There are several classes of assertions which we will see next:


Internal Invariants

These assertions were used before the programming languages had the support of an explicit assert keyword. Internal logic and program's language constructs were used to assert the assertions in the program's native.

For example before assert keyword, we would use this code:

if (i % 3 == 0) {
       ...
   } else if (i % 3 == 1) {
       ...
   } else { // We know (i % 3 == 2)
       ...
   }

The same code with the use of assert keyword can be written as:

if (i % 3 == 0) {
       ...
   } else if (i % 3 == 1) {
       ...
   } else {
       assert i % 3 == 2 : i;
       ...
   }

Another probable candidate for the use of assertion could be the switch statements in Java where the programmer does not provide a default case. The assumption made by the programmer is that the value against which the switch statement is written will hold no other values except one of the cases. In this case it is advisable to use assert against the value of the switched variable

Example:

switch(value) {
     case 1:
       ...
       break;
     case 2:
       ...
       break;
     case 3:
       ...
       break;
     case 4:
       ...
   } 

In this case we should add:

default:
       assert false : value; 

The assertion makes sure that if the value does not hold either of the 4 values (which it should according to the program logic decided by the programmer ) then it is an error state.

Control Flow Invariants:


Preconditions, Postconditions, and Class Invariants

Before moving on to explain it, it is worth mentioning that even though the assert construct in Java is not a full-blown design-by-contract method of programming, it helps to support an informal design-by-contract style of programming. On the other hand Eiffel provides full-fledged design-by-contract facility with preconditions, postconditions and class invariants.


  • Preconditions: These are assertions which must hold whenever a method is invoked. We will first see an example then will discuss whether using assertions explicitly here is advisable or not.

For example

/**
* Sets the speed
*/
public void setSpeed(int speed) {
   // Enforce specified precondition in public method
   if (speed <= 0 || speed > MAX_SPEED)
       throw new IllegalArgumentException("Illegal speed: " + speed);
   setSpeedInterval(100/speed);
}

The example is self explanatory. Here the assertion/precondition on the input parameter is that the input speed can not be less than zero or more than the maximum speed. It is not advisable to use assert here. The reason is that the execution of the method (the Exception) guarantees that the precondition will always be enforced because of the exception that is thrown. So we do not need the assertion in this case of a public method. The use of an assertion will be redundant and sometimes should be avoided since the user is supposed to check the conditions which should hold for true program state, which the user is able to since it is a public method.

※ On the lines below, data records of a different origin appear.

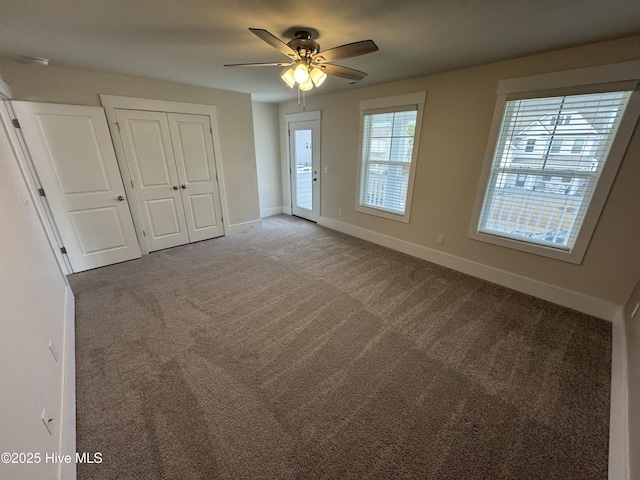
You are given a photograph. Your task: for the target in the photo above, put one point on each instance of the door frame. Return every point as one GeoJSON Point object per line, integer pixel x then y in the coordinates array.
{"type": "Point", "coordinates": [316, 138]}
{"type": "Point", "coordinates": [19, 146]}
{"type": "Point", "coordinates": [113, 102]}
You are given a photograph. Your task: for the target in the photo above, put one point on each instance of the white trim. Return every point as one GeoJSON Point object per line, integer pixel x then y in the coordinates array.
{"type": "Point", "coordinates": [302, 117]}
{"type": "Point", "coordinates": [244, 226]}
{"type": "Point", "coordinates": [619, 416]}
{"type": "Point", "coordinates": [113, 102]}
{"type": "Point", "coordinates": [270, 212]}
{"type": "Point", "coordinates": [67, 471]}
{"type": "Point", "coordinates": [415, 98]}
{"type": "Point", "coordinates": [558, 295]}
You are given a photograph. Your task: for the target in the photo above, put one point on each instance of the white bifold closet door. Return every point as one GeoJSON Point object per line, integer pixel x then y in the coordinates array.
{"type": "Point", "coordinates": [172, 167]}
{"type": "Point", "coordinates": [75, 162]}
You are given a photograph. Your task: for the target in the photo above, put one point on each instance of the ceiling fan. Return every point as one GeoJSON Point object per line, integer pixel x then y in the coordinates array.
{"type": "Point", "coordinates": [308, 66]}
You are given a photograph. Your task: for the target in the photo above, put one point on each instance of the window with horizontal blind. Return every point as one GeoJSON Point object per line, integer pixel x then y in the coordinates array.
{"type": "Point", "coordinates": [388, 155]}
{"type": "Point", "coordinates": [552, 163]}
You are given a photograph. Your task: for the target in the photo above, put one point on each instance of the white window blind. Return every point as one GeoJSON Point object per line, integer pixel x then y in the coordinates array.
{"type": "Point", "coordinates": [387, 153]}
{"type": "Point", "coordinates": [548, 158]}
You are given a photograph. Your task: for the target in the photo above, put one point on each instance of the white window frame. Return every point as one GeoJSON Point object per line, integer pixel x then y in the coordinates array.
{"type": "Point", "coordinates": [400, 102]}
{"type": "Point", "coordinates": [619, 76]}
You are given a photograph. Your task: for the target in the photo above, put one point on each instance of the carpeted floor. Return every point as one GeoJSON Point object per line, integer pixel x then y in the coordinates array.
{"type": "Point", "coordinates": [296, 352]}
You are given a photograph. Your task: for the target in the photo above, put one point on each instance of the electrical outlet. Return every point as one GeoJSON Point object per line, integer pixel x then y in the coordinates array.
{"type": "Point", "coordinates": [48, 421]}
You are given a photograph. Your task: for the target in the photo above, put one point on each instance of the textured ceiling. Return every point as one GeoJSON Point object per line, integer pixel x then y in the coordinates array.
{"type": "Point", "coordinates": [188, 41]}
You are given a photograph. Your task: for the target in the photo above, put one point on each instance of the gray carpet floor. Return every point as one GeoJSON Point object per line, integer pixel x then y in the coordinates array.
{"type": "Point", "coordinates": [296, 352]}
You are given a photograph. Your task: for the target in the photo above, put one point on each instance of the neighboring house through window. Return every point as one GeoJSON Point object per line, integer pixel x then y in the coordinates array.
{"type": "Point", "coordinates": [547, 200]}
{"type": "Point", "coordinates": [389, 146]}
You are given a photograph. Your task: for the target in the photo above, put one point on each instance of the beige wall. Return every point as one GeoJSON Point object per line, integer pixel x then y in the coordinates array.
{"type": "Point", "coordinates": [82, 87]}
{"type": "Point", "coordinates": [633, 377]}
{"type": "Point", "coordinates": [266, 128]}
{"type": "Point", "coordinates": [458, 114]}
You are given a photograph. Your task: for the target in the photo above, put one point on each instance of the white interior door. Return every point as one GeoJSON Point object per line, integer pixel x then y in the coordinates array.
{"type": "Point", "coordinates": [304, 152]}
{"type": "Point", "coordinates": [74, 158]}
{"type": "Point", "coordinates": [146, 140]}
{"type": "Point", "coordinates": [195, 163]}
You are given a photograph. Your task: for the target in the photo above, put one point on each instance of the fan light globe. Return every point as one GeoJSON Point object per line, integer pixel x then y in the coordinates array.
{"type": "Point", "coordinates": [318, 76]}
{"type": "Point", "coordinates": [287, 77]}
{"type": "Point", "coordinates": [301, 73]}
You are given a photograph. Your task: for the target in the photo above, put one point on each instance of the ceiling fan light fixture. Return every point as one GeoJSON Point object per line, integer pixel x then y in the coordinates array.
{"type": "Point", "coordinates": [306, 86]}
{"type": "Point", "coordinates": [288, 77]}
{"type": "Point", "coordinates": [318, 76]}
{"type": "Point", "coordinates": [301, 73]}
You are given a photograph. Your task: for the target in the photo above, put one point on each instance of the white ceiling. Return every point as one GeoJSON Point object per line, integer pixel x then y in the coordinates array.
{"type": "Point", "coordinates": [188, 41]}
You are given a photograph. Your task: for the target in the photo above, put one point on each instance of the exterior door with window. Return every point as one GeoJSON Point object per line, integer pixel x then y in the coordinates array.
{"type": "Point", "coordinates": [304, 154]}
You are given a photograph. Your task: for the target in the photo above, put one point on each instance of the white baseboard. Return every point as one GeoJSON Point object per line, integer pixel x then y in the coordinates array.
{"type": "Point", "coordinates": [269, 212]}
{"type": "Point", "coordinates": [244, 227]}
{"type": "Point", "coordinates": [558, 295]}
{"type": "Point", "coordinates": [67, 471]}
{"type": "Point", "coordinates": [619, 417]}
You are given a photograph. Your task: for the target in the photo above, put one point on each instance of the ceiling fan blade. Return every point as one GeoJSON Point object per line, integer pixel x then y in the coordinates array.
{"type": "Point", "coordinates": [346, 51]}
{"type": "Point", "coordinates": [274, 41]}
{"type": "Point", "coordinates": [270, 64]}
{"type": "Point", "coordinates": [344, 72]}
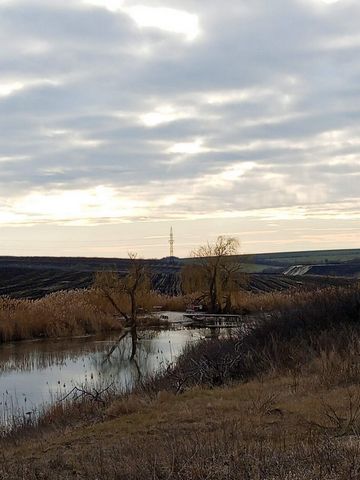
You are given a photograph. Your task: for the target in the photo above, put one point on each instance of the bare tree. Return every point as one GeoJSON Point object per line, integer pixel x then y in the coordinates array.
{"type": "Point", "coordinates": [214, 274]}
{"type": "Point", "coordinates": [126, 295]}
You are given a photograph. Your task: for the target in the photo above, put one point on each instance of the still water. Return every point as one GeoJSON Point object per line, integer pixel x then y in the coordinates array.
{"type": "Point", "coordinates": [36, 373]}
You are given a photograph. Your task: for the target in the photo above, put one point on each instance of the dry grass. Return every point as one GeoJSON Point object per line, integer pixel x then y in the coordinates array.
{"type": "Point", "coordinates": [259, 430]}
{"type": "Point", "coordinates": [65, 313]}
{"type": "Point", "coordinates": [294, 416]}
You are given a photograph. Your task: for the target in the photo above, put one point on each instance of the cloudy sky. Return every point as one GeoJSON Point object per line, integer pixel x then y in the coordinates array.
{"type": "Point", "coordinates": [119, 119]}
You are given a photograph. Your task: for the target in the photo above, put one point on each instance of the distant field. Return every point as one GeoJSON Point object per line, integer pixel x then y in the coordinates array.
{"type": "Point", "coordinates": [288, 259]}
{"type": "Point", "coordinates": [34, 277]}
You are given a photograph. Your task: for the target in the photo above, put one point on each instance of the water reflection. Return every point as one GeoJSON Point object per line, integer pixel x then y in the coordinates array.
{"type": "Point", "coordinates": [36, 373]}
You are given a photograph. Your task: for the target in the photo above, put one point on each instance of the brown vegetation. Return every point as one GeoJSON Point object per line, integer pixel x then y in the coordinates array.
{"type": "Point", "coordinates": [284, 403]}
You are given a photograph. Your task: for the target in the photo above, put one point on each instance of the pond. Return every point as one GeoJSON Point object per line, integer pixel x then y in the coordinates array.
{"type": "Point", "coordinates": [34, 374]}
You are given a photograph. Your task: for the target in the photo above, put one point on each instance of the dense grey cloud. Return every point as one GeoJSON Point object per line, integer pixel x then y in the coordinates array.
{"type": "Point", "coordinates": [253, 106]}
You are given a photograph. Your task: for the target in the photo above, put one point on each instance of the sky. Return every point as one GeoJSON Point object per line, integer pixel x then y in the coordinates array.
{"type": "Point", "coordinates": [119, 119]}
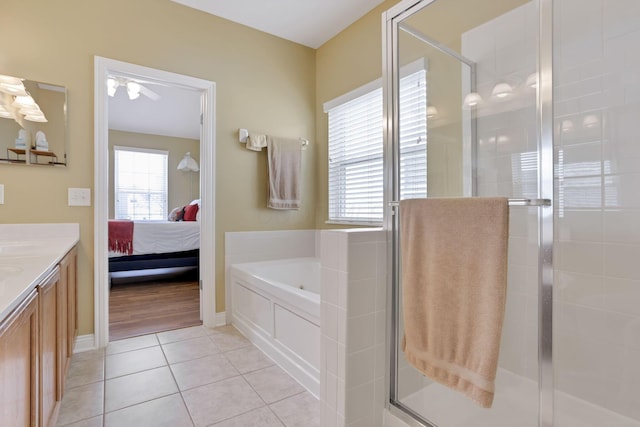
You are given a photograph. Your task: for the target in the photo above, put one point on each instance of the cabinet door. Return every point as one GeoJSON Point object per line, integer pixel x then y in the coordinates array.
{"type": "Point", "coordinates": [69, 266]}
{"type": "Point", "coordinates": [19, 365]}
{"type": "Point", "coordinates": [50, 374]}
{"type": "Point", "coordinates": [68, 308]}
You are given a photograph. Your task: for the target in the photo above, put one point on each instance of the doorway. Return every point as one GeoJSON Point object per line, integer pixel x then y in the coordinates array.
{"type": "Point", "coordinates": [103, 69]}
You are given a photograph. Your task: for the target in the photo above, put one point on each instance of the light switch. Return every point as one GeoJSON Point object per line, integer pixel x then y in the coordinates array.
{"type": "Point", "coordinates": [79, 196]}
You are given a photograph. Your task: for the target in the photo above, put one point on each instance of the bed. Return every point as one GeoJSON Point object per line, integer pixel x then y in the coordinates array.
{"type": "Point", "coordinates": [155, 244]}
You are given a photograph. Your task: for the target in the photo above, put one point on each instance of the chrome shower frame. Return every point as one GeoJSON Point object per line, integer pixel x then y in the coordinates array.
{"type": "Point", "coordinates": [391, 23]}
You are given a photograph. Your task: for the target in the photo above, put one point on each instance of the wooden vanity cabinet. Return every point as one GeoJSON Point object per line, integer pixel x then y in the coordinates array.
{"type": "Point", "coordinates": [36, 345]}
{"type": "Point", "coordinates": [69, 276]}
{"type": "Point", "coordinates": [51, 311]}
{"type": "Point", "coordinates": [19, 365]}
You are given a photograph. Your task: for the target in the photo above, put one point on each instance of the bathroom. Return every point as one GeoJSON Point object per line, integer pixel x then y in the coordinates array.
{"type": "Point", "coordinates": [596, 285]}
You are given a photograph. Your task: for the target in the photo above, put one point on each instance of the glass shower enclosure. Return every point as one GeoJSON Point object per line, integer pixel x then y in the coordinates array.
{"type": "Point", "coordinates": [537, 101]}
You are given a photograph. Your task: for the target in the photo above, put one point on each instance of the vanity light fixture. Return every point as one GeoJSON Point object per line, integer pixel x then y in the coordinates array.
{"type": "Point", "coordinates": [5, 113]}
{"type": "Point", "coordinates": [472, 100]}
{"type": "Point", "coordinates": [36, 116]}
{"type": "Point", "coordinates": [532, 81]}
{"type": "Point", "coordinates": [12, 86]}
{"type": "Point", "coordinates": [24, 101]}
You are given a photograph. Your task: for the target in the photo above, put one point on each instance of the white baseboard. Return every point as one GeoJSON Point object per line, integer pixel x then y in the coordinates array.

On the other hand, it is advisable to use assertions for methods which are private because the code is not visible to the users so they can not code in their checks. In these cases assertions should be used as they help to preserve the correct program state. (Assert is for private arguments only)


  • Postconditions: These assertions should hold after the execution of a method. A very naive or trivial example could be a function which squares of numbers of any sign (positive or negative) can have a postcondition which asserts that the result should be a positive real number.
public float Square(float m) {
       float result = m*m;
       assert (result >= 0) ;
       return result;
   }


  • Class Invariants: Class invariant is the property of the state of the class which should hold at all times for all instances of the class(objects in other words), except when the class in a transition state. In other words it defines all valid states for an object and ensures the correct working of a class. The class invariants should hold before and after the execution of any method. So in simpler words class invariants are used to put constraints on objects and the methods of the class should preserve it at all times (not necessarily while method execution but before and after it).

Class invariants must hold when an object is created, and they must be preserved under all operations of the class. In particular all class invariants are both preconditions and post-conditions for all operations or member functions of the class.

Jass is a extension tool of Java with Assertions in which class invariants can be specified using the keyword invariant.

public class Buffer {
...
/** invariant 0 <= count && count <= capacity(); **/
}

Two more detailed examples of class invariants can be found here

Loop Invariants

A loop invariant is a relation among program variables that would be true when control enters a loop, remains true each time the program executes the body of the loop, and would still hold true when when the control exits the control exits the loop. Loop invariants can help us analyse the programs, check for errors(and derive programs from specifications)

Example 1 for Loop Invariant:

Consider the following example in which the Java method namely sum takes an integer array a as an argument and returns the sum of elements of array a. s is local variable that contains the sum of the elements and integer i is used to index the elements in the array.

public static int sum(int a[])
{
    int s = 0;
    for (int i = 0; i < a.length; i++)
    {
        // s is the sum of the first i array elements
        // s == a[0] + .. + a[i-1]
        s = s + a[i];
    }
    return s;
}

The comments in the loop body describe the invariant. The first comment describes the invariant that s is the sum of the first i array elements. The second comment expresses the invariant that the sum s is given by s == a[0] + .. + a[i-1]. This emphasizes that the invariant is an assertion, an expression that should always evaluate to true.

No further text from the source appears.